# PE review course comparison



## pigking8190 (Dec 16, 2019)

Hello Everyone, 

I recently failed my 2nd attempt for Power PE, and I am thinking to take review class and I have seen some of review course such as *SOPE, PPI, testmaster, and Zach stone review course*. 

Can anyone give me some opinions for those course who have taken with them ? I recently heard some good comments about *Zach Stone's* review course, and please recommend other course if anyone have good suggestion. 

Thank you !


----------



## bdhlphcdh (Dec 16, 2019)

pigking8190 said:


> Hello Everyone,
> 
> I recently failed my 2nd attempt for Power PE, and I am thinking to take review class and I have seen some of review course such as *SOPE, PPI, testmaster, and Zach stone review course*.
> 
> ...


I cannot comment on any listed other than Zach Stone's course to state that it was very good and worth the investment.  It was structured - the homework, discussions, and live classes were extremely insightful - highly recommend. 

I took his course and passed first try this past October test cycle.


----------



## pigking8190 (Dec 16, 2019)

bdhlphcdh said:


> I cannot comment on any listed other than Zach Stone's course to state that it was very good and worth the investment.  It was structured - the homework, discussions, and live classes were extremely insightful - highly recommend.
> 
> I took his course and passed first try this past October test cycle.


Thank you for respond, and how many months you study for PE by using his course ?


----------



## Zach Stone P.E. (Dec 16, 2019)

pigking8190 said:


> Hello Everyone,
> 
> I recently failed my 2nd attempt for Power PE, and I am thinking to take review class and I have seen some of review course such as *SOPE, PPI, testmaster, and Zach stone review course*.
> 
> ...


Hi @pigking8190 thanks for showing an interest in our program.

For those interested, I always recommend by starting with the free trial of our online program. No credit card is required and you can study from the material contained in the Free Trial for as long as you like:

Electrical PE Review - FREE Trial


----------



## bdpalmer (Dec 17, 2019)

I also used Zach's course to pass this October on my first attempt and can't recommend it enough. I started studying 100 days before the exam and used the free trial on Zach's site first and then decided I'd pay for it.
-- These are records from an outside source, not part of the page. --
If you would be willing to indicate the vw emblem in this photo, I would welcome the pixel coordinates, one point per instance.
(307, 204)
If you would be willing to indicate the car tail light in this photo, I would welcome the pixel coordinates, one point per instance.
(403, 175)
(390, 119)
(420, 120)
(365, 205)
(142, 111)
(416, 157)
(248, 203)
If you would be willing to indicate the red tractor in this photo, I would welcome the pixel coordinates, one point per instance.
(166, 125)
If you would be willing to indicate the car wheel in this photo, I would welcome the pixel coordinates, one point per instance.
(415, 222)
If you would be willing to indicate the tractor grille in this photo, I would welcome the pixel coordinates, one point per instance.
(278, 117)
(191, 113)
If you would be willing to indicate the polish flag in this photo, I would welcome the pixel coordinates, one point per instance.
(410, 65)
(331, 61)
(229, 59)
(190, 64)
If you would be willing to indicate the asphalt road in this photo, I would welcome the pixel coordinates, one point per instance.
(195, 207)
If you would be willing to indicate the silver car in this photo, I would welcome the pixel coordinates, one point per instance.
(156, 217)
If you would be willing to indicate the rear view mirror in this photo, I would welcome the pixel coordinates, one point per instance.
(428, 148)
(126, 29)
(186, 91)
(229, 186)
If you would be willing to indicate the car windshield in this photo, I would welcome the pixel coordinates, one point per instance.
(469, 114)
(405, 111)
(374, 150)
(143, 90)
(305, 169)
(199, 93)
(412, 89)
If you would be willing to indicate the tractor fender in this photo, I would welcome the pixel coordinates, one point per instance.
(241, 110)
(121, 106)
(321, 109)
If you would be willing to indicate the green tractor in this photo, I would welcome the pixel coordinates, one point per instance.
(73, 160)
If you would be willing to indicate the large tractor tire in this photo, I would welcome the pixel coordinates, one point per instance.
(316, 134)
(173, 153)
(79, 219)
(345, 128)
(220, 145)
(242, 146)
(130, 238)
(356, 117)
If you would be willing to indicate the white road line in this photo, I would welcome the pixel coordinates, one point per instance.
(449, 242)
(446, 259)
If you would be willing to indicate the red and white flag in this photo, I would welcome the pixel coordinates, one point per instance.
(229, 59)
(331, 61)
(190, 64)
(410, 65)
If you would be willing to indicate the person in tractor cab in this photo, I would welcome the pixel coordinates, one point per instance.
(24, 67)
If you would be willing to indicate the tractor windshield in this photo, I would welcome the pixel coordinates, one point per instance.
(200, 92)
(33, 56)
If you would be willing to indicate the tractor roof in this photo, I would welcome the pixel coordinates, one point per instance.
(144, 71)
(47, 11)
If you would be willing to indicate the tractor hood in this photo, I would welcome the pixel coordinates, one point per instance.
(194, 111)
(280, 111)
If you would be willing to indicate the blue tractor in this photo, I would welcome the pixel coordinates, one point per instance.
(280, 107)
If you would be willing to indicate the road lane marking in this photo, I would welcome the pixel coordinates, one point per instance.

I really believe that I probably wouldn't have passed if I didn't use a review course. I did 250 total hours of studying and would gladly have done more had I started earlier. Zach's course is extremely well organized and works you through the material in a purposeful manner so you can start taking practice exams and working on practice problems.


----------



## PE_Power_TX (Dec 17, 2019)

I created a post on what helped me pass, and would recommend Zach's course over Testmasters. I only did his free trial, but if I had to do it again it'd be with his course.


----------



## Zach Stone P.E. (Dec 18, 2019)

bdpalmer said:


> I also used Zach's course to pass this October on my first attempt and can't recommend it enough. I started studying 100 days before the exam and used the free trial on Zach's site first and then decided I'd pay for it. I really believe that I probably wouldn't have passed if I didn't use a review course. I did 250 total hours of studying and would gladly have done more had I started earlier. Zach's course is extremely well organized and works you through the material in a purposeful manner so you can start taking practice exams and working on practice problems.


Happy to hear that our online program for the Electrical PE Exam helped you pass on your first try!


----------